Oggi si ferma ancora la Vecchia Signora all’Artemio Franchi di Firenze con un 1-1 che poteva, anzi doveva, essere una sconfitta. Si porta a casa un punto inaccettabile visto che dopo 9 minuti eravamo già avanti.

Max Allegri
Max Allegri (Ansa)

“Caro Mister ti scrivo, con umiltà e nessuna presunzione per volerti insegnare il tuo mestiere ma solo ed esclusivamente per fare con te delle considerazioni. Max, diciamocelo quest’anno a differenza dello scorso ti hanno messo a disposizione la rosa più forte della Serie A anche se non perfetta e con delle lacune soprattutto sul battente di sinistra in difesa. Nonostante questo la maggior parte dei giocatori titolari della Juventus strapperebbero il posto ai titolari di Roma, Milan, Inter e Napoli. Come farebbe ad accomodarsi in panchina uno come Angel Di Maria o uno come Paul Pogba, come potrebbe in una di queste squadre non giocare Dusan Vlahovic?.

Chi ti scrive è un tuo fan scatenato, che ti è immensamente grato, a differenza di altri, di averci fatto respirare di nuovo il sogno di vincere quella maledetta Coppa Campioni, centrando due finali di cui la prima con la stessa squadra di quel fenomeno che diceva che era impossibile “andare con 10 euro in tasca in un ristorante dove se ne pagano 100”. Caro Mister, io ho fiducia in te e credo in te e sono sicuro che alla lunga dirai la tua e sono ancora convinto che quest’anno vinceremo lo Scudetto. Ma caro Mister non ci sono più scuse.

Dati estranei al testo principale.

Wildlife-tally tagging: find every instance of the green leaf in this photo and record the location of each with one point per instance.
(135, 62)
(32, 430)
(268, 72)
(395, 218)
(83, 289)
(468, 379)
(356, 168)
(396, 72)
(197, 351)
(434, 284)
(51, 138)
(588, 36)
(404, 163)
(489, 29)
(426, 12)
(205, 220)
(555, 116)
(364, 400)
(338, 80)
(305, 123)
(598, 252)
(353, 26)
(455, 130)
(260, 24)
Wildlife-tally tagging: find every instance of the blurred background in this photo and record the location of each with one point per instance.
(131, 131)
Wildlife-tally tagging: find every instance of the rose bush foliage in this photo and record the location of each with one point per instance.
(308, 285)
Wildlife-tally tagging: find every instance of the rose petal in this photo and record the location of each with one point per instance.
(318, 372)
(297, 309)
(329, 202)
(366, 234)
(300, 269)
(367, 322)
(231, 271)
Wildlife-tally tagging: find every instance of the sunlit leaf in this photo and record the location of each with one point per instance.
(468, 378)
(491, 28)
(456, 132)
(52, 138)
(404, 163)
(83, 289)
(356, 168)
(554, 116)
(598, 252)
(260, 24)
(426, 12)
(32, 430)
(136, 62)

I recuperi di Federico Chiesa e Paul Pogba toglieranno ulteriori alibi per una squadra che deve vincere il titolo guardando anche la mediocrità che si muove attorno a questa Serie A, basti pensare all’osannata Inter che su cinque ne ha perse due. Caro Mister però quelle parole da uno come te non le accetto, anche se magari per come si erano messe le cose l’abbiamo pensato tutti che questo è un punto guadagnato piuttosto che due persi. Nonostante questo da un tecnico di una squadra come la Juventus non vorrei mai sentir dire che dopo un pareggio, tra l’altro con una squadra di medio valore come la Fiorentina con tutto il rispetto, si è contenti del risultato.

Nonostante questo io voglio darti ancora fiducia perché so le tue qualità, so come sai leggere le partite e so il valore dei ragazzi che hai a disposizione. Ci dovrai però mettere del tuo per risolvere delle situazioni non proprio facili. Mettiti in testa che Fabio Miretti deve essere la base di questa squadra perché è l’unico che cerca la profondità. Mettiti in testa che Manuel Locatelli è un giocatore da rigenerare, un ragazzo che in campo sembra non saper più cosa fare laddove prima era sempre uno dei migliori. Mettiti soprattutto in testa che Alex Sandro e Weston McKennie non possono giocare in questa squadra. Il terzino brasiliano sono ormai cinque anni che fa più danni che altro, il brasiliano invece è un oggetto misterioso uno che è passato dal voler spaccare il mondo a spaccarci qualcos’altro a noi con la sua insolenza, le sue posizioni inventate, il suo lasciarsi spesso in dieci contro undici sparendo dal campo. Caro Mister in bocca al lupo e fai vedere a tutti chi sei, se però quest’anno non vincerai la sensazione è che le nostre strade possano dividersi un’altra volta come tre anni fa”.